Australia’s swimmers have admitted they buckled under pressure and underestimated how much their rivals had improved at the London Games after the squad picked up just a solitary gold as part of a 10-medal haul in the pool.
“As much as you think you’re ready for it, the difference between world championships and the Olympics is a hundred times more pressure,” freestyle specialist Eamon Sullivan told reporters on Thursday.
“We under-prepared for the expectations of the pressure and the experience of the Olympics and, unfortunately, it’s a bad time to learn lessons,” he added. “But for the next Olympics, if it’s the same team, it’ll be a different result.”
Photo: AFP
A powerhouse at previous Games, the swimming team usually gets the country off to a flying start in the first week of the Olympics, often contributing a major share of Australia’s medals.
The lone success at the London Aquatics Centre, in the women’s 4x100m freestyle relay, was considered a catastrophe for a team which only four years earlier in Beijing had won six golds and 20 medals in the pool.
Australia finished 10th on the overall medals table at the July 27 to Aug. 12 Games with seven golds, 16 silvers and 12 bronzes.
“We’ve been obsessed with gold and other medals have lost their value,” argued Cate Campbell, one of the successful women’s relay team. “I can’t see the shame in having one other person in the entire world beating you.”
“It’s a tough field out there, everyone is racing incredibly fast, the world has taken a gigantic leap in swimming,” Campbell said. “We’re seeing world records from the [now banned] supersuits being broken, which lots of us thought wouldn’t happen in our lifetimes. It’s happened in a few short years.”
However, Australia’s poor return has prompted officials to launch a thorough review of what went wrong in London.
Sullivan said Australia had been “caught napping,” somewhat of an understatement considering the last time they failed to win a single individual swimming medal was at the 1976 Montreal Games.

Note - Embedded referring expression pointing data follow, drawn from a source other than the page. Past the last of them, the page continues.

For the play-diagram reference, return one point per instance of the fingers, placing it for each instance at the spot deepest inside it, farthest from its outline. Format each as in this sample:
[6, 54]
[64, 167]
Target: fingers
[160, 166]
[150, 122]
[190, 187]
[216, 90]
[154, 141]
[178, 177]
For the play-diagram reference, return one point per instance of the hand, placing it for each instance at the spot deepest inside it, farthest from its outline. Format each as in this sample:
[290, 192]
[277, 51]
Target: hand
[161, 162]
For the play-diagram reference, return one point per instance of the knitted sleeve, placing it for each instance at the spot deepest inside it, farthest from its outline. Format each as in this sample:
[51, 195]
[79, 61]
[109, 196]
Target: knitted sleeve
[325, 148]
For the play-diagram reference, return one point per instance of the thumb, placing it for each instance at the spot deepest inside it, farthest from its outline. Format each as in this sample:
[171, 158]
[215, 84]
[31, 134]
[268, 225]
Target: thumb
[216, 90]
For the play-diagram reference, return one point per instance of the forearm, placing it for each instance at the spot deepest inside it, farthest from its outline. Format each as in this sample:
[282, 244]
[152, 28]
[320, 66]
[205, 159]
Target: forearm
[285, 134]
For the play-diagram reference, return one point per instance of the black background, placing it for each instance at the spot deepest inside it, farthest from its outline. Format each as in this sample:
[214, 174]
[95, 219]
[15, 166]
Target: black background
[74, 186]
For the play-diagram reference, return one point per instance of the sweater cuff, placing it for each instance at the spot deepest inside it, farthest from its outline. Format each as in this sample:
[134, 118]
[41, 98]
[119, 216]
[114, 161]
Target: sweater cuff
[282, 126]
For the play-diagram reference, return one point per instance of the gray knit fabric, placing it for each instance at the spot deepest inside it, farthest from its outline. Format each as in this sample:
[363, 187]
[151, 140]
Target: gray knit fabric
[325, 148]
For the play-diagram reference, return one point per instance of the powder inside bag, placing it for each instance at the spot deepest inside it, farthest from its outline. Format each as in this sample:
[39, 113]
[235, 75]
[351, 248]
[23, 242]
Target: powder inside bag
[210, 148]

He also said that negative press had made things harder for a team no longer able to look to titans such as Ian Thorpe and Grant Hackett to lead them at major meetings.
“The younger guys do read the media and take it to heart,” Sullivan said. “It can really affect their emotional state and makes it hard to get back up when it feels like everyone’s against you. At the end of the day, we did the best we could. That’s all we could ask for.”